Een van de eerste dingen die opvalt wanneer je aikidoka’s ziet, is dat wij vaak werken met houten zwaarden. En dat roept vragen op. Want wat is het nut van trainen met een archaïsch maar dodelijk wapen in een vredelievende krijgskunst?
Laat ons meteen de belangrijkste misvatting uit de wereld helpen. Wij trainen niet met het zwaard vanuit het oogpunt van zelfverdediging. Want neen, praktisch is dat niet, met zo’n zwaard tussen je broeksriem rondlopen om je te wapenen tegen gauwdieven in de Veldstraat.
En toch is het zwaardwerk een onmisbaar fundament in je groei als krijgskunstenaar en aikidoka in het bijzonder. En wel om een paar heel goede redenen. Lees maar even mee.
David wordt even groot als Goliath
Wanneer je houding, verplaatsing en techniek perfect zijn, is een techniek moeiteloos. In alle andere gevallen compenseer je tijdens de uitvoering: je past je verplaatsing aan, je verandert de techniek of je gebruikt eenvoudig meer spierkracht. Wie dan wat sterker is, heeft dan eigenlijk toch nog dat tikje voordeel. In ongewapend werk krijgt Goliath toch nog vaker de bovenhand op David. Zeker bij de wat minder geoefende leerlingen.
Bij zwaardwerk valt dat fysieke voordeel volledig weg: of jij nu 100 kilo kan bench pressen, 200 keer kan pompen op je duimen of een kop groter bent dan Michael Jordan. Het helpt je niets bij zwaardwerk. Ja, je kan dan harder duwen tegen het zwaard. Een geoefend zwaardvechter zal je dan graag zien inkomen: even tegenduwen, het zwaard subtiel afleiden en jij spiest jezelf heel krachtig op zijn punt. De kracht die je nodig hebt om een zwaard te hanteren is de kracht die je nodig hebt om het correct boven je hoofd te tillen en recht naar beneden te snijden. Niets meer.
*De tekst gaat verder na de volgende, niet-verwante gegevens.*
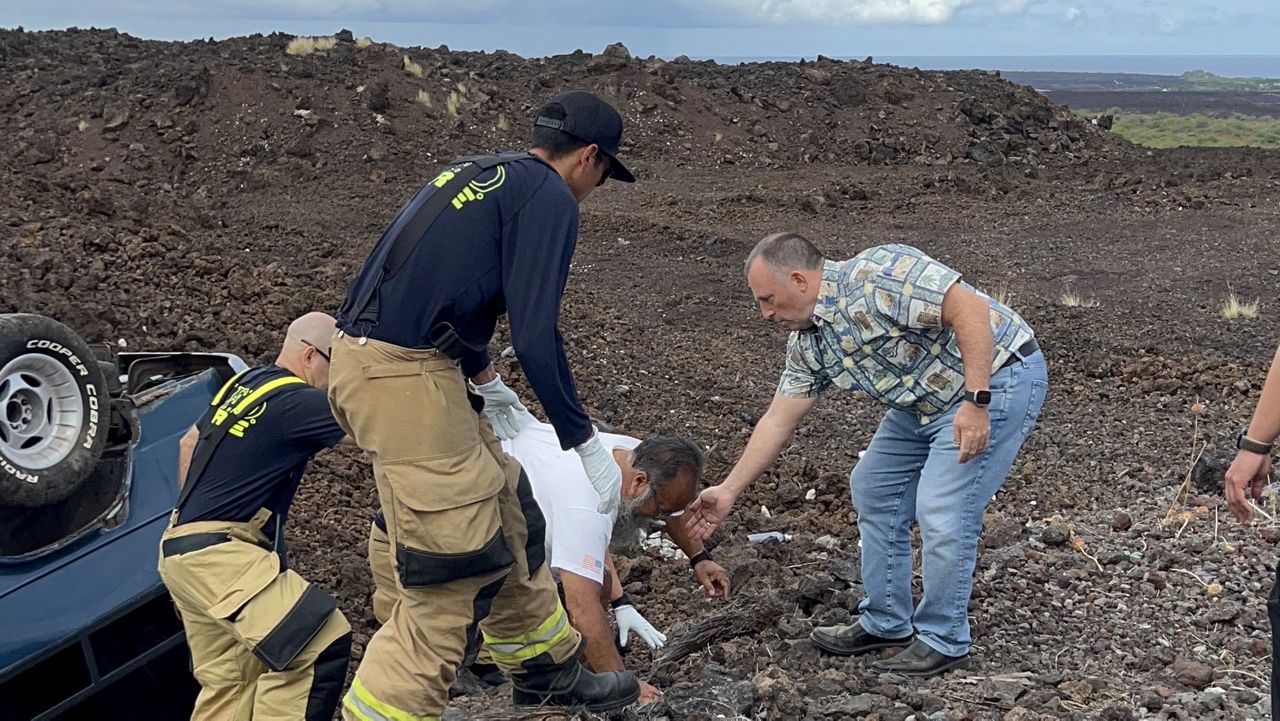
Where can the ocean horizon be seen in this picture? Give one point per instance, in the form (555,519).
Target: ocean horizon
(1228,65)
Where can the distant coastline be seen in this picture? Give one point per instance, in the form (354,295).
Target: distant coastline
(1226,65)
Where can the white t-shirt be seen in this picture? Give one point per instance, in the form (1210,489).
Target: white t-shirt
(577,535)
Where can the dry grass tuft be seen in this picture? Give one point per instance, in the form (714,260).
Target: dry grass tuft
(1073,300)
(1233,307)
(309,45)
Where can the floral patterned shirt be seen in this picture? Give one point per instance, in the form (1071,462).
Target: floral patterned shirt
(878,328)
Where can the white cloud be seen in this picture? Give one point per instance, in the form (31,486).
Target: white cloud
(849,12)
(1013,7)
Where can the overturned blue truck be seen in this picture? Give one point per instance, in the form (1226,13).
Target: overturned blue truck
(88,447)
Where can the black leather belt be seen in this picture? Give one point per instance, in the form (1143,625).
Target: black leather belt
(196,542)
(1024,351)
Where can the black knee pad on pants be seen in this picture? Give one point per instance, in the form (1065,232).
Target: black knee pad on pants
(330,674)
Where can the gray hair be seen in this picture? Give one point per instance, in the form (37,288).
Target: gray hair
(785,252)
(666,457)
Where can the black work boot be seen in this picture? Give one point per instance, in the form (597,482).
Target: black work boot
(920,660)
(851,639)
(544,683)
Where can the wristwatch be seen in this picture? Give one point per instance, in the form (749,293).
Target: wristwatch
(1246,443)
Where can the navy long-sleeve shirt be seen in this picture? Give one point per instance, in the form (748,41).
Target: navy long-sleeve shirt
(507,249)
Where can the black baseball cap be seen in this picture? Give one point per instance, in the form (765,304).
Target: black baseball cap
(592,121)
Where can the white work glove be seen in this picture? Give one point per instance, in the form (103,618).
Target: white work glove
(502,406)
(602,470)
(630,620)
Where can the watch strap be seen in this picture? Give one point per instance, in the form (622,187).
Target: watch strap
(1246,443)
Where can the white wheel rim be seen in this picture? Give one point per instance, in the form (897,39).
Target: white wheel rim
(41,411)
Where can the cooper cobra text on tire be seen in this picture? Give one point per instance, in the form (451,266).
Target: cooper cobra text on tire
(53,410)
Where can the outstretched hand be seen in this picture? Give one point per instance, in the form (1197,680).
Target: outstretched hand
(707,512)
(1247,477)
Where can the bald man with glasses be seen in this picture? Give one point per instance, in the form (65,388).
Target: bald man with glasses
(265,643)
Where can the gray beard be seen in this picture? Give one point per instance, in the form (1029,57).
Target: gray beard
(629,529)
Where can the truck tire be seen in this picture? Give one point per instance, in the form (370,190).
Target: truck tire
(54,410)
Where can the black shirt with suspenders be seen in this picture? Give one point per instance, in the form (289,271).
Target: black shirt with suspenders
(255,442)
(488,236)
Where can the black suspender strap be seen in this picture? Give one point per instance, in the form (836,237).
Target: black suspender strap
(447,188)
(225,416)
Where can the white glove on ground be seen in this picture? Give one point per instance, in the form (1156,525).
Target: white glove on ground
(602,470)
(502,406)
(630,620)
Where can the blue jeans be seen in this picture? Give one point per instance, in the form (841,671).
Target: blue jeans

Een scherprechter voor je techniek
Een handbreed. Of de breedte van het zwaard: dat is de foutenmarge die je hebt bij het zwaard. Of, martiaal bekeken: het verschil tussen leven en dood. Tel daarbij het hefboomeffect van een zwaardslag: die maakt dat een zwaardslag veel sneller afstanden overbrugt dan een ongewapende aanval. Daardoor vraagt het zwaard veel nauwkeurigere verplaatsingen en accuratere timings.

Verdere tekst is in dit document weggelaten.